The chip (workstation) design market has virtually become a contest between the two companies with the enormous financing and design abilities to finance and build billion dollar chip founderies. IBM PPC and Intel Merced. Compac/Dec won't be able to keep up, and neither will SGI Mips. Motorola wants to compete in the embedded chip arena.

The UNIX market has solidified around the Merced chip. Smaller UNIX vendors are forming alliances with larger UNIX vendors Sun, HP, SGI, BSD.

This makes Apple (Rhapsody) more important to IBM which must continue to support PPC because its server computers use the PPC (AS-400/proprietary, RS-6000/AIX).

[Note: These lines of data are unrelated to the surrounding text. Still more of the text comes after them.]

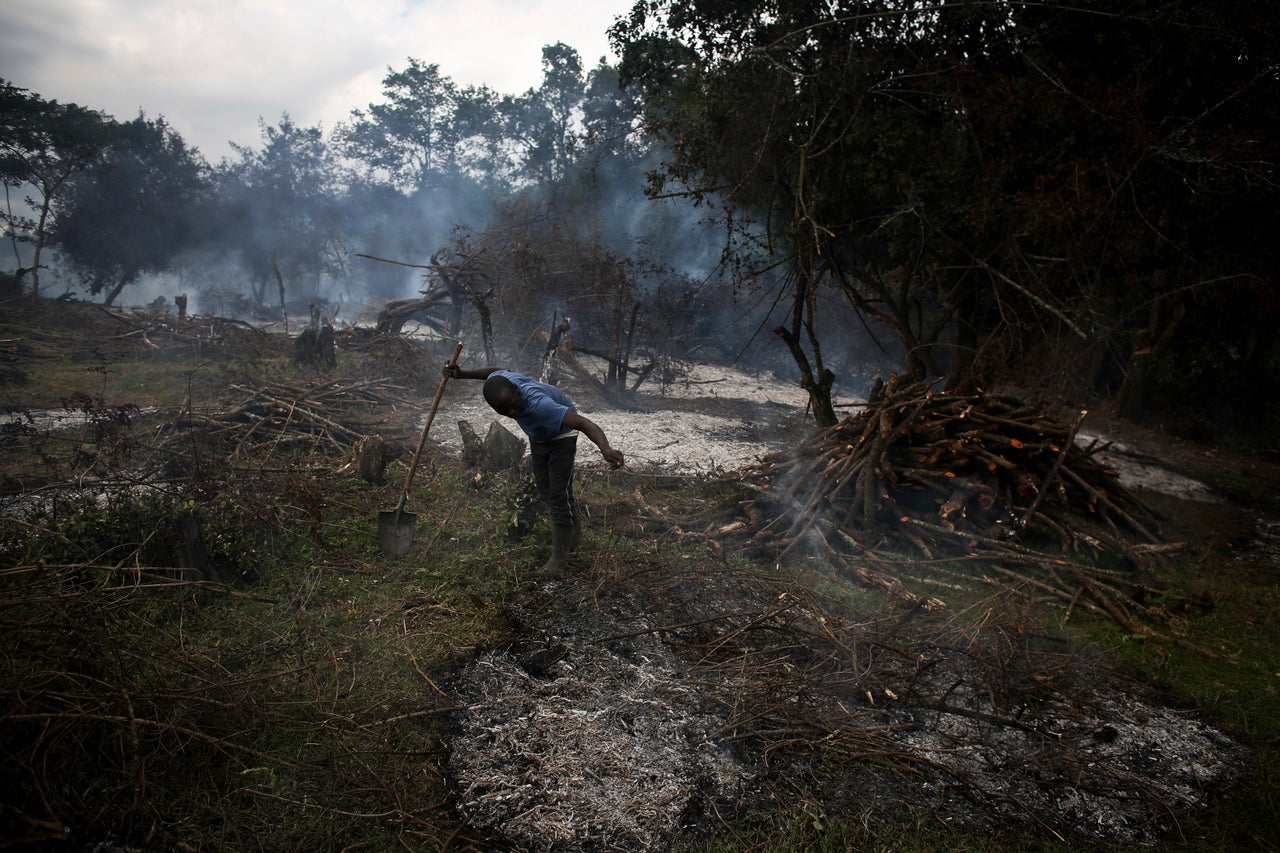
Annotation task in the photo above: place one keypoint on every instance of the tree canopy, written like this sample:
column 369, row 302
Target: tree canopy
column 979, row 177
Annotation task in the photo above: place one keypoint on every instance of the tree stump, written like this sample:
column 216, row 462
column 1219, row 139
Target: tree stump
column 370, row 455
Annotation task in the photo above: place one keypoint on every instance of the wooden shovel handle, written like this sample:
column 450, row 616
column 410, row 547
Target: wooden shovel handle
column 430, row 416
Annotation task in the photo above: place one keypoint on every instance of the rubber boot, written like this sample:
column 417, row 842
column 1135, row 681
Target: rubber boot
column 561, row 537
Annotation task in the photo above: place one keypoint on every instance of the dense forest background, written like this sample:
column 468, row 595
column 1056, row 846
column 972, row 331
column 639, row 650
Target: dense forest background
column 1074, row 197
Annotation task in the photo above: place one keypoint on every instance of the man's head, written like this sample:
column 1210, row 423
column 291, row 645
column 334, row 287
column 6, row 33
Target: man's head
column 502, row 396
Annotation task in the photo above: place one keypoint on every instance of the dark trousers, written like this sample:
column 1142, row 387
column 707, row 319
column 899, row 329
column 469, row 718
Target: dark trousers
column 553, row 475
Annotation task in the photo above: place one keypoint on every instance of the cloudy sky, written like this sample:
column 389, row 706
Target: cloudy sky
column 214, row 67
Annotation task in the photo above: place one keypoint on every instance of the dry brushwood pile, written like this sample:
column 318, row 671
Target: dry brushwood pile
column 332, row 415
column 960, row 480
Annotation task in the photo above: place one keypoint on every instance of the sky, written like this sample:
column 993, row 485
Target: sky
column 213, row 68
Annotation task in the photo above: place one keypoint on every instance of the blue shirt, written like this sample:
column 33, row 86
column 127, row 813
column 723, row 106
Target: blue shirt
column 542, row 407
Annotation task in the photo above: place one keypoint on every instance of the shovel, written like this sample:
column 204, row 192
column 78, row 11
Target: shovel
column 396, row 527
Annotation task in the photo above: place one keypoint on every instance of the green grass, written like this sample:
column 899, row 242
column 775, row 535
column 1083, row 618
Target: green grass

Older DEC customers will probably be supported but encouraged to migrate to newer NT Client/Server. Compaq also bought Tandem for its high end (Mainframe/Storage) expertise.

Compaq wants to compete as a full service supplier. Its Competition are IBM and EMC
which is a fascinating company that supplies scaleable database hardware/software solutions for giant corporations. (EMC has a strategic relationship with another interesting company BMC.) Because giant companies frequently buy smaller companies, they also buy different computer systems.

So, for example, CBS has a mainframe in NYC, and an AS-400 server in Hollywood, linked and networked to NT systems all over LA, and NY with Oracle, Sybase, Informix, Powerbuilder, blah blah blah. Need room for more and more data? Buy some cheap Intel servers and lots of hard drives, and plug them into the system. EMC solves data transfers between all this stuff. Since EMC systems sit right between the processors and the data, they control ... the world!

Doren



To: Jeff Hayden who wrote (8273)2/7/1998 3:38:00 PM
From: Scott Crumley  Read Replies (1) | Respond to of 213177
 
Jeff,

I believe that Advanced Risc Machines of Cambridge, UK owns the intellectual properties regarding the StrongArm chips and licensed them to Digital. I believe DEC was involved primarily in manufacturing. I'm not sure if Intel has acquired DEC's production of the StrongArm. If they have, I suppose it is conceivable that they could play games with Apple, especially in light of Apple's new television ad (which BTW, I think is great.)